The current state of the art of data acquisition in the laboratory is very diverse. A lot of different devices are used, analogue as well as digital ones. Images are recorded and human observations are made (see Fig. 1). Usually all experimental setups and observations are summarized in a handwritten lab notebook, independently from digital or analogue sources. Even plotted results, like chromatograms or spectra, are printed out and glued into such notebooks. The big advantage: all information and data from all the widespread sources are merged in one place. All the different formats from all the heterogeneous systems are homogenized, but unlikely in a very analogue way. This transformation is very error prone, time-consuming and goes along with a huge time delay. Additionally, these lab notebooks are only readable and reusable by the owner; in most cases, other people are not able to get any information out of it in an acceptable time.
A common way to save experimental data next to the lab notebook is on a hard disc or USB. This is a temporary solution and not save; so many people have switched to use cloud server for data storage. This simplifies data sharing with colleagues inside and outside the company and most clouds support access authorization. Without an agreement about the structure or further comments about the context of the data, cloud servers are not usable for researcher groups, especially by the exponentially growth of the data quantity. It should be questioned if this is sufficiently for digitalization and big data analysis without further compliance.

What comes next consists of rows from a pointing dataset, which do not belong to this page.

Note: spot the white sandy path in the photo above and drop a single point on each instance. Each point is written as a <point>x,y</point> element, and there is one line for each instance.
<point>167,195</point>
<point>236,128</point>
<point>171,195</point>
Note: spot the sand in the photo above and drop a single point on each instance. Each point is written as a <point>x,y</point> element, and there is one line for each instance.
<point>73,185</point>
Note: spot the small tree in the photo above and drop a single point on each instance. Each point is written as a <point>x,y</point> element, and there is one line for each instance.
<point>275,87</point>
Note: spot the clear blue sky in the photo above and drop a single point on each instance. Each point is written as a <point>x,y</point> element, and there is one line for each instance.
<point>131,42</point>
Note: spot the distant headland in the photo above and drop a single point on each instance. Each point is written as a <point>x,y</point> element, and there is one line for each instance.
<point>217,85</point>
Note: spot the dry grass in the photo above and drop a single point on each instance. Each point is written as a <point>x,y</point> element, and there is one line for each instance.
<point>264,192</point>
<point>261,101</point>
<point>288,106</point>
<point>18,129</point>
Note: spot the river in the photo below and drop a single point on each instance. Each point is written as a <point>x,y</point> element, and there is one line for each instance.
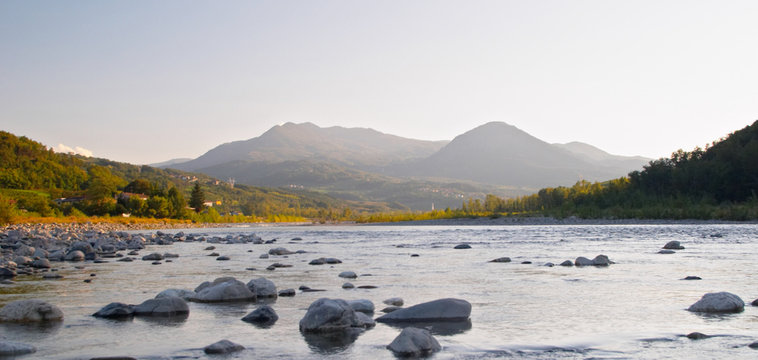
<point>635,308</point>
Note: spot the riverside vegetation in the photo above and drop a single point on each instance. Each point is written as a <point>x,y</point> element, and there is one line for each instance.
<point>715,183</point>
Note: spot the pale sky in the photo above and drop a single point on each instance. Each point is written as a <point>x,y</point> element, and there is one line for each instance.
<point>147,81</point>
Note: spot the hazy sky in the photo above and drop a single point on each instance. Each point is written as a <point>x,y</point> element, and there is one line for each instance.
<point>147,81</point>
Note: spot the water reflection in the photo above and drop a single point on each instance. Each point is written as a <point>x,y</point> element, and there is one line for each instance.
<point>170,321</point>
<point>40,328</point>
<point>442,328</point>
<point>333,342</point>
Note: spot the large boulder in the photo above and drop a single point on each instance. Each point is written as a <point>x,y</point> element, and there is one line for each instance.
<point>720,302</point>
<point>115,310</point>
<point>262,287</point>
<point>32,310</point>
<point>168,306</point>
<point>226,289</point>
<point>327,315</point>
<point>223,347</point>
<point>438,310</point>
<point>12,348</point>
<point>263,316</point>
<point>414,342</point>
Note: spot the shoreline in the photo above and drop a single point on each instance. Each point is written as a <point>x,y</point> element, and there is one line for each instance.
<point>480,221</point>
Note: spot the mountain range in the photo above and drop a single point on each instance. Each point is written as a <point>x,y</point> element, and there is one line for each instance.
<point>367,165</point>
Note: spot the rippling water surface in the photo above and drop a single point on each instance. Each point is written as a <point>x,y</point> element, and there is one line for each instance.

To change the actual and common way of laboratory data acquisition into a digital and modern one, electronic lab notebooks (ELN) can be used [1] (see Fig. 2). With ELNs you can plan experiments, document all devices setups, save digital data according to the experiment and add analogue or human observation manually. A systematic, structured or self-explaining experimental design is saved together with all necessary information about the experiment.
Different initiatives on laboratory automation, like the SiLA (Standardization in Lab Automation) consortium [2], have focused on the connection between sample processing devices and a software system for automation as described by Gauglitz [3]. Additionally, several research and developments have taken place in the area of smart laboratories [4]. The intelligent laboratory of the future is fully digitalized and uses augmented reality and modern human-computer interaction. The facilities and devices are modular with integrated functions for flexible and individual use. Till these techniques find its way into the common reality, the everyday work should be prepared for the future.
For example, by using ELNs, it is easy to share data in defined groups and the reusability of the data is not only given by the experimenter himself. To increase reusability of data, it is helpful to comment all experiments and the according data by metadata. Metadata should include descriptive information about the context, quality and condition, or characteristics of the data. Therefore, metadata are differentiated into four classes: descriptive metadata gives relevant information about the data; structural metadata shows all relationships; technical metadata provides information about the setup or analysis; and administrative metadata gives information about the author, date and confidentiality.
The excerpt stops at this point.